Climate-related risk management requires multi-disciplinary collaborations and the cross-disciplinary exchange of information. Collaborative mechanisms should be developed that facilitate and improve activities for the benefit of all. These include the evaluation of current activities and better assessments of their value; the establishment of datasets; research; the development of decision-support tools; capacity-building; ongoing evaluation of outcomes; and suitable financial mechanisms. 

The Conference was a WMO contribution to efforts to achieve the international development goals established under the 2000 United Nations Millennium Declaration (the UN Millennium Development Goals). (See box below.) 

See the Espoo statement adopted by the Conference.



UN Millennium Development Goals

WMO contributes to the implementation of the eight United Nations Millennium Development Goals (MDGs) in collaboration with other UN agencies and organizations, in particular with respect to MDGs 1 and 7, by 2015: 

1—Eradicate extreme poverty and hunger

    Reduce by half the proportion of people living on less than a dollar a day;

    Reduce by half the proportion of people who suffer from hunger. 

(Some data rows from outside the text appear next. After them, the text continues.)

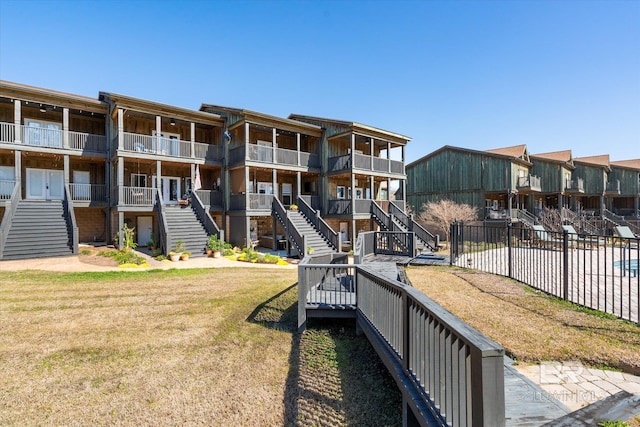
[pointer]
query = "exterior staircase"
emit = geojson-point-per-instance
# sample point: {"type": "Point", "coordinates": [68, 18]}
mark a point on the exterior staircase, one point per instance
{"type": "Point", "coordinates": [306, 230]}
{"type": "Point", "coordinates": [183, 224]}
{"type": "Point", "coordinates": [313, 237]}
{"type": "Point", "coordinates": [38, 229]}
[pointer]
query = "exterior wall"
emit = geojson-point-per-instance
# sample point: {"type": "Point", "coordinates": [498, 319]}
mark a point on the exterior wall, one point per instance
{"type": "Point", "coordinates": [91, 224]}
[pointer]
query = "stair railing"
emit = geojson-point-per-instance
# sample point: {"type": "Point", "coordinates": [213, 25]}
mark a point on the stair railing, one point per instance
{"type": "Point", "coordinates": [203, 214]}
{"type": "Point", "coordinates": [619, 220]}
{"type": "Point", "coordinates": [313, 216]}
{"type": "Point", "coordinates": [72, 225]}
{"type": "Point", "coordinates": [430, 240]}
{"type": "Point", "coordinates": [10, 209]}
{"type": "Point", "coordinates": [164, 237]}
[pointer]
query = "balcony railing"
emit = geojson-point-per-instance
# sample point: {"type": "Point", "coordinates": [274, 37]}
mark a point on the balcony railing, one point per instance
{"type": "Point", "coordinates": [613, 187]}
{"type": "Point", "coordinates": [264, 154]}
{"type": "Point", "coordinates": [88, 192]}
{"type": "Point", "coordinates": [345, 207]}
{"type": "Point", "coordinates": [364, 162]}
{"type": "Point", "coordinates": [210, 198]}
{"type": "Point", "coordinates": [134, 196]}
{"type": "Point", "coordinates": [6, 188]}
{"type": "Point", "coordinates": [256, 201]}
{"type": "Point", "coordinates": [576, 185]}
{"type": "Point", "coordinates": [530, 182]}
{"type": "Point", "coordinates": [53, 138]}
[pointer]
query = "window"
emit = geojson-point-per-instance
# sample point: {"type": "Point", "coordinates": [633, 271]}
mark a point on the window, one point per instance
{"type": "Point", "coordinates": [138, 180]}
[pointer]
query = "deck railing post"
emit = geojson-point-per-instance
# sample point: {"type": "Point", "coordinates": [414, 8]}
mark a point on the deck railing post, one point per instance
{"type": "Point", "coordinates": [565, 265]}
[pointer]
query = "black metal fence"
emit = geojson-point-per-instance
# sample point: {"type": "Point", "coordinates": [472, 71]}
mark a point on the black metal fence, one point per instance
{"type": "Point", "coordinates": [598, 272]}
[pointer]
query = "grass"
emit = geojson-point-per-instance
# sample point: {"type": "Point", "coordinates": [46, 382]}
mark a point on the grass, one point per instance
{"type": "Point", "coordinates": [201, 346]}
{"type": "Point", "coordinates": [531, 326]}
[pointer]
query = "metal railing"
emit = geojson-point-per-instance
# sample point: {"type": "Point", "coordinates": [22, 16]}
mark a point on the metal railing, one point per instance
{"type": "Point", "coordinates": [88, 192]}
{"type": "Point", "coordinates": [6, 189]}
{"type": "Point", "coordinates": [7, 132]}
{"type": "Point", "coordinates": [134, 196]}
{"type": "Point", "coordinates": [430, 240]}
{"type": "Point", "coordinates": [313, 216]}
{"type": "Point", "coordinates": [87, 142]}
{"type": "Point", "coordinates": [72, 225]}
{"type": "Point", "coordinates": [211, 198]}
{"type": "Point", "coordinates": [203, 215]}
{"type": "Point", "coordinates": [598, 272]}
{"type": "Point", "coordinates": [10, 209]}
{"type": "Point", "coordinates": [448, 373]}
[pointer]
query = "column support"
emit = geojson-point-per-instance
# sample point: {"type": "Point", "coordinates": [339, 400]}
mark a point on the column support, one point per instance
{"type": "Point", "coordinates": [120, 128]}
{"type": "Point", "coordinates": [17, 120]}
{"type": "Point", "coordinates": [65, 127]}
{"type": "Point", "coordinates": [192, 129]}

7—Ensure environmental sustainability

    Integrate the principles of sustainable development into country policies and programmes;

    Reverse loss of environmental resources;

    Reduce by half the proportion of people without sustainable access to safe drinking water. 

A few of the many areas where WMO contributes to the MDGs are agricultural meteorology and food security, the application of weather and climate information, water-quality monitoring and water-resources management, air quality and ozone depletion.